Video Object Segmentation via SAM 2: The 4th Solution for LSVOS Challenge VOS Track
Feiyu Pan, Hao Fang, Runmin Cong, Wei Zhang, Xiankai Lu
TL;DR
The paper investigates zero-shot semi-supervised video object segmentation on challenging MOSE and LVOS datasets using SAM 2, a promptable segmentation model with streaming memory. It articulates SAM 2’s memory-augmented transformer architecture, where frame embeddings are conditioned on past memories via a memory attention mechanism and a lightweight mask decoder. In experiments, SAM 2 achieves a validation mean score of $J$ and $F$ of 73.89% and 75.79% on the test set, respectively, ranking 4th in the 6th LSVOS Challenge VOS Track, and outperforms a finetuned Cutie baseline on the val set. The results underscore SAM 2’s strong zero-shot VOS capability and establish a solid memory-based, promptable baseline for future VOS research in streaming video settings.
Abstract
Video Object Segmentation (VOS) task aims to segmenting a particular object instance throughout the entire video sequence given only the object mask of the first frame. Recently, Segment Anything Model 2 (SAM 2) is proposed, which is a foundation model towards solving promptable visual segmentation in images and videos.

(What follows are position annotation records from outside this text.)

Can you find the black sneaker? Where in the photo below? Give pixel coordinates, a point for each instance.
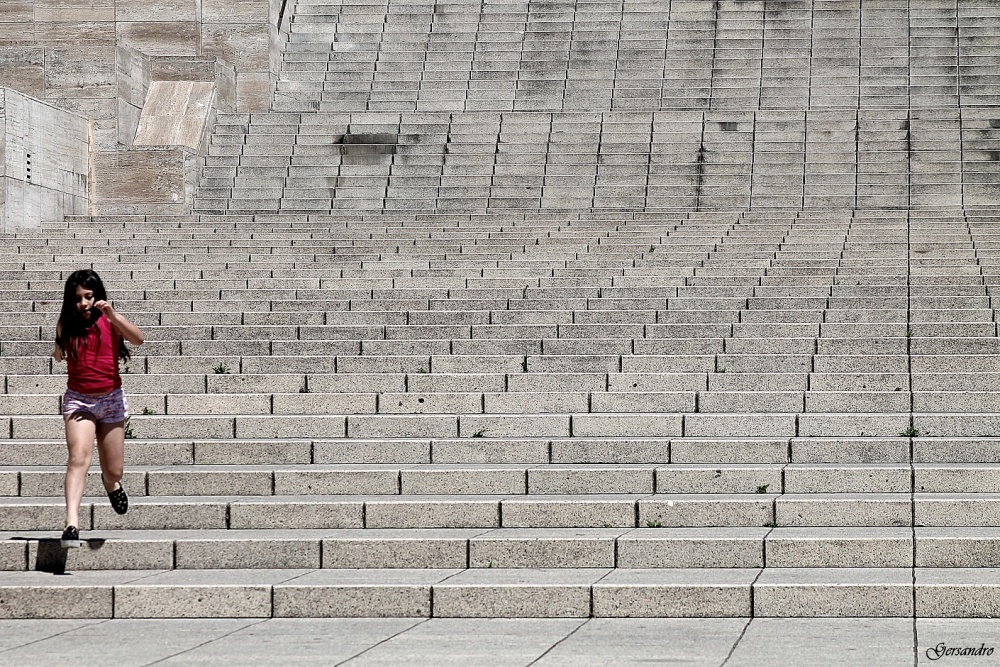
(118, 498)
(70, 538)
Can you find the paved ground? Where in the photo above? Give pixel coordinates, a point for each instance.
(721, 642)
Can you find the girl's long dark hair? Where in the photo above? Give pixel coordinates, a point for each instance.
(73, 329)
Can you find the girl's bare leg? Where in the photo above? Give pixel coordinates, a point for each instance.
(80, 433)
(111, 449)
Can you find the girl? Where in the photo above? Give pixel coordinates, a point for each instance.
(89, 337)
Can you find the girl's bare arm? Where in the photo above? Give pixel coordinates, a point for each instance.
(129, 331)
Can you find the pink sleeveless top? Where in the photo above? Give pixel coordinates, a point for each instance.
(94, 370)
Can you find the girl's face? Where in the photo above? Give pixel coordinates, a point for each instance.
(84, 302)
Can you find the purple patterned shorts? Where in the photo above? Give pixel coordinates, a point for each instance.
(105, 409)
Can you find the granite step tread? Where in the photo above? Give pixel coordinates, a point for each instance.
(582, 593)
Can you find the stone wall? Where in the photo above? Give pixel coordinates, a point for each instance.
(64, 51)
(44, 157)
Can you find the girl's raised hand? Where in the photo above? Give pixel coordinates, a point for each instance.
(104, 307)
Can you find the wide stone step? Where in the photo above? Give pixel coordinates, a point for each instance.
(469, 510)
(625, 548)
(456, 592)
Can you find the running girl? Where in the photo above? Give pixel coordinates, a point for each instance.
(89, 338)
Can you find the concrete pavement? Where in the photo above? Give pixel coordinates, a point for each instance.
(721, 642)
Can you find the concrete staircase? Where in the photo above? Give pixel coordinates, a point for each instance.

SAM 2 builds a data engine, which improves model and data via user interaction, to collect the largest video segmentation dataset to date. SAM 2 is a simple transformer architecture with streaming memory for real-time video processing, which trained on the date provides strong performance across a wide range of tasks. In this work, we evaluate the zero-shot performance of SAM 2 on the more challenging VOS datasets MOSE and LVOS. Without fine-tuning on the training set, SAM 2 achieved 75.79 J&F on the test set and ranked 4th place for 6th LSVOS Challenge VOS Track.